Running cloud-native Elasticsearch with ECK

Want to get Elastic certified? Find out when the next Elasticsearch Engineer training is running!

Elasticsearch is packed with new features to help you build the best search solutions for your use case. Dive into our sample notebooks to learn more, start a free cloud trial, or try Elastic on your local machine now.

A fully managed service is a convenient way to run software, but depending on the use case, it might not always be the best approach. As an alternative, Kubernetes (K8s) brings cloud-native advantages to both on-premises and cloud-hosted container platforms.

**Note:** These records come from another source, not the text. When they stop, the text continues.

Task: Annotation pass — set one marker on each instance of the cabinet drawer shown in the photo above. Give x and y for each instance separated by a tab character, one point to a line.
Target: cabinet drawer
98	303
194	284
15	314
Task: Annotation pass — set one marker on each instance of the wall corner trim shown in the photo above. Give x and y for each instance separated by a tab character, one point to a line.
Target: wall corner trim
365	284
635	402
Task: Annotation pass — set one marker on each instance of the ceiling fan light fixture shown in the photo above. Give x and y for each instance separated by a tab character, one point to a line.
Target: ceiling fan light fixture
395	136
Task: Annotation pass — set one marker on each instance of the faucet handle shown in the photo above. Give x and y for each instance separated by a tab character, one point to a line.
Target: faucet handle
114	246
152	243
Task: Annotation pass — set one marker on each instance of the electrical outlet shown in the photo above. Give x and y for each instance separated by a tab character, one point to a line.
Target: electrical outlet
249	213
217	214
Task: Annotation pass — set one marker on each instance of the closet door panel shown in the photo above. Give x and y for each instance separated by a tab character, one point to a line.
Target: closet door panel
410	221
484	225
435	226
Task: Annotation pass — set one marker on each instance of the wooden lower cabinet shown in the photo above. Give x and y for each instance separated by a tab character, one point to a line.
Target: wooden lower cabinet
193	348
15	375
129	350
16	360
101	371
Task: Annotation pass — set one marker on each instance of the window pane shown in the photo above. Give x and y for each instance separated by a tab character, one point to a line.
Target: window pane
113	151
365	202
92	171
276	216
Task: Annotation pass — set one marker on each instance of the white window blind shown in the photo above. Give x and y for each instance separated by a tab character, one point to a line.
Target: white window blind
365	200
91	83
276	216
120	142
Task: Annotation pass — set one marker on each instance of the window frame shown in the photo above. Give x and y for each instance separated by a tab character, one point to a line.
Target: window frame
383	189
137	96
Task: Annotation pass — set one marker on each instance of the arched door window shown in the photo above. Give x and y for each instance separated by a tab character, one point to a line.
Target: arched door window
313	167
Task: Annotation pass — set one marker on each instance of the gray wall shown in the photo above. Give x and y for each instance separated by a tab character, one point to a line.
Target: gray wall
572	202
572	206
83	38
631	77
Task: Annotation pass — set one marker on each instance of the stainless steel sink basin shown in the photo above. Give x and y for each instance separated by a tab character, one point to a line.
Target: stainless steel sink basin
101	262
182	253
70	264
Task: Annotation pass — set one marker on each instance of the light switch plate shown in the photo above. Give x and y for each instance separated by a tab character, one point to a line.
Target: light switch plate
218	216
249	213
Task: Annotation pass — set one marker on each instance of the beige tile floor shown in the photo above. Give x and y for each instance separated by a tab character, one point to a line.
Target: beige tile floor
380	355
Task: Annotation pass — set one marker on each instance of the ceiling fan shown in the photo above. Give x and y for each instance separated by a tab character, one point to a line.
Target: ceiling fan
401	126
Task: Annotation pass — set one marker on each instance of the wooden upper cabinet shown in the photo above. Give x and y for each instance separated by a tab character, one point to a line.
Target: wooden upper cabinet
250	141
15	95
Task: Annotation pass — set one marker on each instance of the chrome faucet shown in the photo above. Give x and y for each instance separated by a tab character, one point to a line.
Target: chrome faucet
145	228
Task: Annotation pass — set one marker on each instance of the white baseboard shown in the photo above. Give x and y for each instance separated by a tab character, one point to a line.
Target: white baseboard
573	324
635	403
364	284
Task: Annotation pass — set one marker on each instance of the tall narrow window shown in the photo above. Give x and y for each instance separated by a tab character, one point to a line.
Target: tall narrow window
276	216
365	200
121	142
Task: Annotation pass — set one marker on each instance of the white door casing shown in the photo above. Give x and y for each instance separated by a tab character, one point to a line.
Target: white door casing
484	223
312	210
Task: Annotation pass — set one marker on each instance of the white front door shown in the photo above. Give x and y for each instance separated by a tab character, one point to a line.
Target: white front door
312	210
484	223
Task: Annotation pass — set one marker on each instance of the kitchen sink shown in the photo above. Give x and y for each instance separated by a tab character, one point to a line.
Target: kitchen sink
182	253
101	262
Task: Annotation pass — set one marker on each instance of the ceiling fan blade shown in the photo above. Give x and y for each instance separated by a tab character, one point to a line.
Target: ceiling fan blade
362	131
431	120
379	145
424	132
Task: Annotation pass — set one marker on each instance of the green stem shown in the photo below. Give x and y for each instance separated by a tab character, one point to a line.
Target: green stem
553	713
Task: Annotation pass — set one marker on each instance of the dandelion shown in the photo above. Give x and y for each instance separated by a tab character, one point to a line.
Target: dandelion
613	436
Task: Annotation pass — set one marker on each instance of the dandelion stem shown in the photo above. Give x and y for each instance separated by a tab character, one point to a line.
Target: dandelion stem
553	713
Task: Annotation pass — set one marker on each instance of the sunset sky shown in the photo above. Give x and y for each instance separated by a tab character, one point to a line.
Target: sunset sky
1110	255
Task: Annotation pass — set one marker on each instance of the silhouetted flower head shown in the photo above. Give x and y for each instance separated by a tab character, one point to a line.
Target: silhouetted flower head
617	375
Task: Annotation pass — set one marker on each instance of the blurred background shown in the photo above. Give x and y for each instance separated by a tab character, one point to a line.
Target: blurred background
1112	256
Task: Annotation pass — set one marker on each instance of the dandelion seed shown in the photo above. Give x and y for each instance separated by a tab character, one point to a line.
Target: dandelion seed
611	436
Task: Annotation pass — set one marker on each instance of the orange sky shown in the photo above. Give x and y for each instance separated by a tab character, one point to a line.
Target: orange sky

Elastic, on the other hand, offers comprehensive tools for securing and monitoring cloud-native environments. In this blog, I would like to flip that perspective—considering Elastic as a distributed, cloud-native application, and abiding by DevOps best practices for its deployment.

This blog reflects my experience deploying a small Elastic cluster leveraging Elastic Cloud on Kubernetes (ECK) and the Google Kubernetes Engine (GKE). It is not intended to be an installation guide, but rather a way to share the insights learned along the process.

The technologies involved in this exercise include:

Terraform: Infrastructure-as-code to provision and manage cloud resources.
GKE: Container-as-a-service offering on Google Cloud Platform (GCP).
Kubernetes: De-facto container orchestrator for running containerized applications, in this case, our containerized Elastic Stack.
ECK: Elastic Cloud on Kubernetes, which extends the Kubernetes APIs with an operator and custom resources to run Elasticsearch as a cloud-native application.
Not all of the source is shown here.